Um grupo de extrema-direita vai realizar este sábado, no Porto, o terceiro congresso do movimento Reconquista, uma organização que defende ideias como a “remigração” — a expulsão forçada de imigrantes — e a teoria conspirativa da “grande substituição”. O encontro vai decorrer no auditório Francisco de Assis, espaço anexo ao Colégio Luso-Francês, e deverá reunir várias figuras da denominada “alt right” europeia e americana, indicou esta sexta-feira o ‘Expresso’.
De acordo com o jornal semanário, o grupo preencheu um formulário para alugar o auditório sob o pretexto de organizar um “evento cultural”. No entanto, trata-se de uma conferência de cariz ideológico que contará com oradores vindos dos EUA, Alemanha, Reino Unido, Irlanda e França. Entre os portugueses está António de Sousa Lara, antigo deputado e subsecretário de Estado da Cultura nos Governos de Cavaco Silva, que ficou conhecido por ter vetado a candidatura de “O Evangelho segundo Jesus Cristo”, de José Saramago, a um prémio europeu.
Gestão do auditório mantém evento “por contrato”

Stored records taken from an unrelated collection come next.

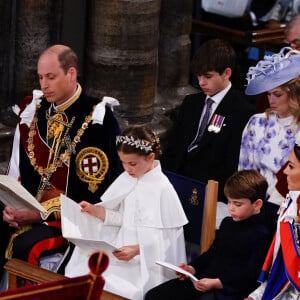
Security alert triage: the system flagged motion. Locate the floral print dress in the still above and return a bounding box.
[238,112,298,185]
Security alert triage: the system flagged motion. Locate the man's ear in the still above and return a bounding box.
[253,199,264,214]
[223,68,232,79]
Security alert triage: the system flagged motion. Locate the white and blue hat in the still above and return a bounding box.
[245,47,300,95]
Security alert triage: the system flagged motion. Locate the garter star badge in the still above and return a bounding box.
[75,147,109,193]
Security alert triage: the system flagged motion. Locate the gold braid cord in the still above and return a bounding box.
[41,197,60,221]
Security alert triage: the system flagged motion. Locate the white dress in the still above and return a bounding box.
[65,161,187,300]
[238,112,298,186]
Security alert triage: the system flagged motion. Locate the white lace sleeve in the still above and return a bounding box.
[248,281,267,300]
[104,209,123,226]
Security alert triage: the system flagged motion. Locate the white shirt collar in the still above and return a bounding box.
[206,82,232,105]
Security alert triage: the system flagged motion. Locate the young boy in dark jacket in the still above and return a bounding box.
[145,170,272,300]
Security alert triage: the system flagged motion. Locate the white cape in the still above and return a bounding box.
[66,161,187,300]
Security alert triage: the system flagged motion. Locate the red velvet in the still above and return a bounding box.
[0,251,109,300]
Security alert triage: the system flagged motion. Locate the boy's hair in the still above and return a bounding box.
[191,39,236,75]
[116,125,161,156]
[224,170,268,203]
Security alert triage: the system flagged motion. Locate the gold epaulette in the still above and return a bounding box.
[41,197,60,221]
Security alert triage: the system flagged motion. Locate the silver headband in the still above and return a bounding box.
[116,135,152,153]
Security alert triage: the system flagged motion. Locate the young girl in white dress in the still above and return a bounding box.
[65,126,187,299]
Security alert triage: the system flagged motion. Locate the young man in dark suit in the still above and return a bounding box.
[161,39,254,203]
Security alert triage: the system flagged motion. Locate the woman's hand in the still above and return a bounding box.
[176,263,196,280]
[3,206,42,229]
[113,245,140,261]
[193,278,223,292]
[79,201,105,222]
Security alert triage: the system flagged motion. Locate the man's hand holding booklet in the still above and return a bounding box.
[156,260,199,281]
[0,175,46,212]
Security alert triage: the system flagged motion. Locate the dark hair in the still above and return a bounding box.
[40,44,78,74]
[58,48,78,74]
[116,125,161,156]
[191,39,236,75]
[294,144,300,162]
[224,170,268,203]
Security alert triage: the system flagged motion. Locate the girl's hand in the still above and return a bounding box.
[79,201,105,221]
[113,245,140,261]
[176,263,196,280]
[193,278,223,292]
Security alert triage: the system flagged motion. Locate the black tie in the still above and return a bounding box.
[188,98,214,151]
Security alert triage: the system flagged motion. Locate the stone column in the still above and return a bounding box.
[156,0,195,111]
[14,0,61,102]
[85,0,160,123]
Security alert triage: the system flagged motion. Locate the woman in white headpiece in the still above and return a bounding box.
[65,126,187,300]
[239,47,300,232]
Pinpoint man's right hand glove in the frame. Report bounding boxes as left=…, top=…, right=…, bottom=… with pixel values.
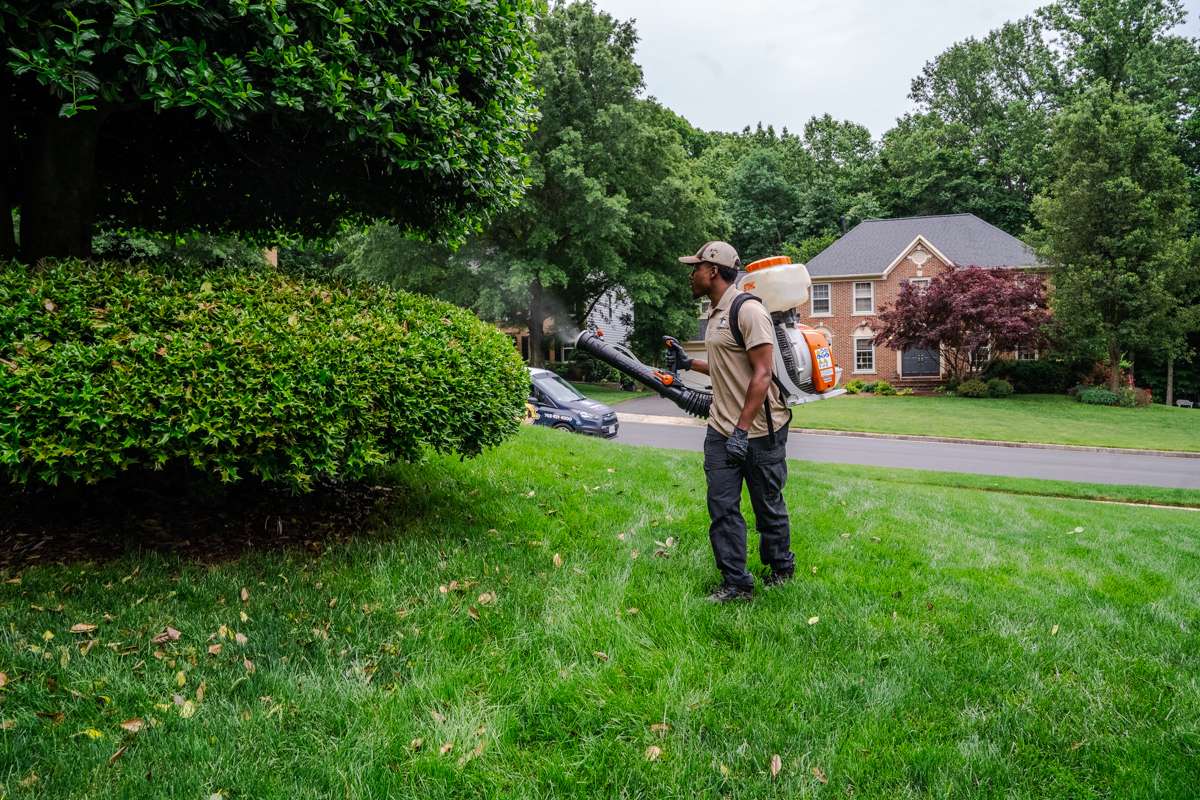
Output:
left=725, top=428, right=750, bottom=467
left=662, top=336, right=691, bottom=372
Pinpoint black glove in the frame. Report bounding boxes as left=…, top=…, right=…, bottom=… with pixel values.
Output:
left=662, top=336, right=691, bottom=372
left=725, top=428, right=750, bottom=467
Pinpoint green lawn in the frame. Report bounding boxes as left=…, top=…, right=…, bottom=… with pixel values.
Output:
left=571, top=381, right=650, bottom=405
left=0, top=429, right=1200, bottom=799
left=792, top=395, right=1200, bottom=451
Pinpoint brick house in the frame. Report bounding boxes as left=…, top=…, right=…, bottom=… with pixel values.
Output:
left=688, top=213, right=1045, bottom=386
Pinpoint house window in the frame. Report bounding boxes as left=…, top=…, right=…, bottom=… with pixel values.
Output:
left=854, top=281, right=875, bottom=314
left=971, top=344, right=991, bottom=369
left=810, top=283, right=832, bottom=317
left=854, top=336, right=875, bottom=372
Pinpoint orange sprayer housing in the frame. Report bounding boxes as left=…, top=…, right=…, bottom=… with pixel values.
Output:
left=797, top=325, right=838, bottom=393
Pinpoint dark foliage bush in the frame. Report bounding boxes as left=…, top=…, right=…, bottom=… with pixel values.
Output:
left=988, top=378, right=1013, bottom=397
left=1076, top=386, right=1117, bottom=405
left=954, top=378, right=988, bottom=397
left=984, top=357, right=1082, bottom=395
left=0, top=261, right=529, bottom=489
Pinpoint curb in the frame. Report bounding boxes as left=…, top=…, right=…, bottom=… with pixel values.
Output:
left=617, top=411, right=1200, bottom=458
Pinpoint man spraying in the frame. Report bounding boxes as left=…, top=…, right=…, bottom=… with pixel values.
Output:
left=668, top=241, right=796, bottom=603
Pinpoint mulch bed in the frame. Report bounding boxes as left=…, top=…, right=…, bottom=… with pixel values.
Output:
left=0, top=474, right=395, bottom=571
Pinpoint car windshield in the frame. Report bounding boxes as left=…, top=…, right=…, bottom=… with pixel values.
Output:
left=534, top=375, right=587, bottom=403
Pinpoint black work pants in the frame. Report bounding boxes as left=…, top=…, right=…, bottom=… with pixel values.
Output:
left=704, top=427, right=796, bottom=589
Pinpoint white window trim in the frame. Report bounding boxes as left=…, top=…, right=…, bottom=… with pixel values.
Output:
left=850, top=281, right=875, bottom=317
left=852, top=336, right=880, bottom=375
left=809, top=281, right=833, bottom=317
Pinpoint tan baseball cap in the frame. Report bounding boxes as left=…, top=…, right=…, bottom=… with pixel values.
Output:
left=679, top=241, right=742, bottom=270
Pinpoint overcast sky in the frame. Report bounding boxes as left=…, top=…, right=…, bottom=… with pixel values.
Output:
left=596, top=0, right=1200, bottom=138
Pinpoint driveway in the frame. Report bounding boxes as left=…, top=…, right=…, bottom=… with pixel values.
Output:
left=616, top=397, right=1200, bottom=489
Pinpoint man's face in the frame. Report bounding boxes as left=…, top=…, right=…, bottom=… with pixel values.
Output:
left=691, top=261, right=716, bottom=297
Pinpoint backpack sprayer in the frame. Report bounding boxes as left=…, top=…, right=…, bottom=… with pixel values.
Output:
left=575, top=255, right=846, bottom=417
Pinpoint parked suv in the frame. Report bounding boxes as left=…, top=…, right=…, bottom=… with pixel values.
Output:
left=529, top=367, right=618, bottom=439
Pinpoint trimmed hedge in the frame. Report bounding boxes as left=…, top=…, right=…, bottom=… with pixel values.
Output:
left=954, top=378, right=988, bottom=397
left=0, top=261, right=529, bottom=491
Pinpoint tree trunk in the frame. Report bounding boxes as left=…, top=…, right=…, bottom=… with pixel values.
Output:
left=529, top=279, right=546, bottom=367
left=20, top=113, right=100, bottom=263
left=1109, top=339, right=1121, bottom=395
left=0, top=183, right=17, bottom=261
left=1166, top=355, right=1175, bottom=408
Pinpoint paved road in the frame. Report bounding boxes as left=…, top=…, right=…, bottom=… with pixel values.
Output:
left=616, top=398, right=1200, bottom=488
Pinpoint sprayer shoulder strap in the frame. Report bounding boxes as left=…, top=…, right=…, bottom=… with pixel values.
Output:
left=730, top=291, right=792, bottom=446
left=730, top=291, right=762, bottom=350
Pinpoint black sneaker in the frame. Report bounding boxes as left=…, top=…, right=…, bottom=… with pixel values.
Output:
left=762, top=570, right=796, bottom=587
left=708, top=583, right=754, bottom=603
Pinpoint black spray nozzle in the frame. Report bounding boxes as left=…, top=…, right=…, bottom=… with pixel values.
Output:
left=575, top=331, right=713, bottom=417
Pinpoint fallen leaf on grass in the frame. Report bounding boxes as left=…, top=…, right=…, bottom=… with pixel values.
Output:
left=150, top=625, right=181, bottom=644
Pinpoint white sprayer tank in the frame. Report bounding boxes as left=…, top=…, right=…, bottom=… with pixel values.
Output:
left=738, top=255, right=812, bottom=313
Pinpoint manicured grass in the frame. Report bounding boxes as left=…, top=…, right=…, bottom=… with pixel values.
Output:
left=0, top=428, right=1200, bottom=798
left=571, top=381, right=650, bottom=405
left=792, top=395, right=1200, bottom=451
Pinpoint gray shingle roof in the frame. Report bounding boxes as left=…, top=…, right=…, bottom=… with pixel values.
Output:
left=808, top=213, right=1040, bottom=278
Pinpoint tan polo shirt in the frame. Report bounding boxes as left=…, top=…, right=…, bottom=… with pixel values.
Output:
left=704, top=287, right=788, bottom=439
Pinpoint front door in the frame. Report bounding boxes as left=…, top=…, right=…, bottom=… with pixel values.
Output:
left=900, top=348, right=941, bottom=378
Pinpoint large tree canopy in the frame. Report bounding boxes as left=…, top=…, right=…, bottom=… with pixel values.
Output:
left=0, top=0, right=539, bottom=259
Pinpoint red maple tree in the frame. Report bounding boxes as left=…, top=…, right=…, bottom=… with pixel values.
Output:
left=875, top=266, right=1050, bottom=380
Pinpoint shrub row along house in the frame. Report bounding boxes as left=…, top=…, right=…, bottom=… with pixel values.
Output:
left=688, top=213, right=1046, bottom=386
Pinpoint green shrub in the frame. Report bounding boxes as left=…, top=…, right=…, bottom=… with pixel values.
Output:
left=1117, top=386, right=1151, bottom=408
left=0, top=261, right=529, bottom=489
left=988, top=378, right=1013, bottom=397
left=954, top=378, right=988, bottom=397
left=1078, top=386, right=1117, bottom=405
left=984, top=355, right=1085, bottom=395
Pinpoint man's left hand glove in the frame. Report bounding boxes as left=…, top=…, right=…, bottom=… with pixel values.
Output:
left=725, top=428, right=750, bottom=467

O coordenador do auditório Francisco de Assis, Nuno Santos, afirmou ao ‘Expresso’ que não irá cancelar o evento “devido ao contrato assinado com o cliente”, sublinhando que tem “obrigações” a cumprir. O responsável garantiu que o congresso decorrerá “à porta fechada” e apenas para quem possuir bilhete.
Nuno Santos afastou qualquer ligação ao colégio, frisando que “a gestão de rentabilização do espaço é própria do auditório” e que “toda a programação é da responsabilidade do cliente”. “Não temos qualquer filiação ou ligação com essa organização. Estamos num país livre e estamos só a rentabilizar o espaço”, disse, acrescentando que só soube quem estava por detrás do evento “há cerca de uma semana”.
Fonte da administração do Colégio Luso-Francês confirmou que o auditório, embora construído pela escola, “é explorado à parte e tem funcionamento autónomo”. Quando os responsáveis perceberam que se tratava de um grupo extremista, “já não havia possibilidade de voltar atrás”, explicou a mesma fonte.
Segundo o site do colégio, o auditório Francisco de Assis tem capacidade para 339 pessoas, palco de 140 metros quadrados e foyer com 228 metros quadrados, acolhendo “todo o tipo de eventos socioculturais, artísticos e académicos”.
Líder do movimento é arguido por crimes de ódio
O congresso é organizado por Afonso Gonçalves, influencer digital e dirigente do Reconquista, conhecido por publicar vídeos com mensagens racistas e misóginas. Gonçalves foi constituído arguido em novembro de 2024, suspeito de crimes de ódio e discriminação.
Num dos casos investigados pelo Ministério Público, o líder do movimento filmou-se dentro de uma mesquita no Norte do país, lendo passagens do Corão e afirmando que “Portugal está a financiar a sua própria destruição”. As declarações geraram alarme social.
Desde então, Afonso Gonçalves já foi detido em várias ocasiões: em abril, por ameaças a imigrantes junto à AIMA, em Lisboa, e em junho, junto a um templo Sikh, em Odivelas. Em março, foi expulso de uma reunião da Assembleia Municipal de Lisboa após fazer um discurso considerado injurioso. Elementos do Reconquista têm ainda invadido marchas LGBTQ+, manifestações e eventos públicos, incluindo celebrações do 25 de Abril.
Grupo já tinha enganado autarquia em Lisboa
O Reconquista, anotou o semanário, usou um estratagema idêntico no ano passado para conseguir realizar o seu segundo congresso, no Fórum Lisboa — sede da Assembleia Municipal. Na altura, o espaço foi cedido depois de o grupo se apresentar como “um coletivo de jovens” e de descrever o encontro como uma “conferência cultural sobre modernidade e coletivismo”.
Os responsáveis municipais só perceberam a verdadeira natureza do evento quando o congresso já estava a decorrer. Gonte camarária explicou que o nome “Reconquista” não levantou suspeitas, por ser também o título de um jornal regional. A autarquia acabou por autorizar o aluguer com base na descrição vaga enviada por email, permitindo a realização do encontro, que reuniu cerca de uma centena de participantes.
O III Congresso Reconquista está anunciado para este sábado, num local que a organização promete revelar apenas a quem comprar bilhete. A Polícia Municipal do Porto confirmou ter recebido uma denúncia sobre a realização do evento, mas até ao momento não há indicação de medidas adicionais para travar a conferência.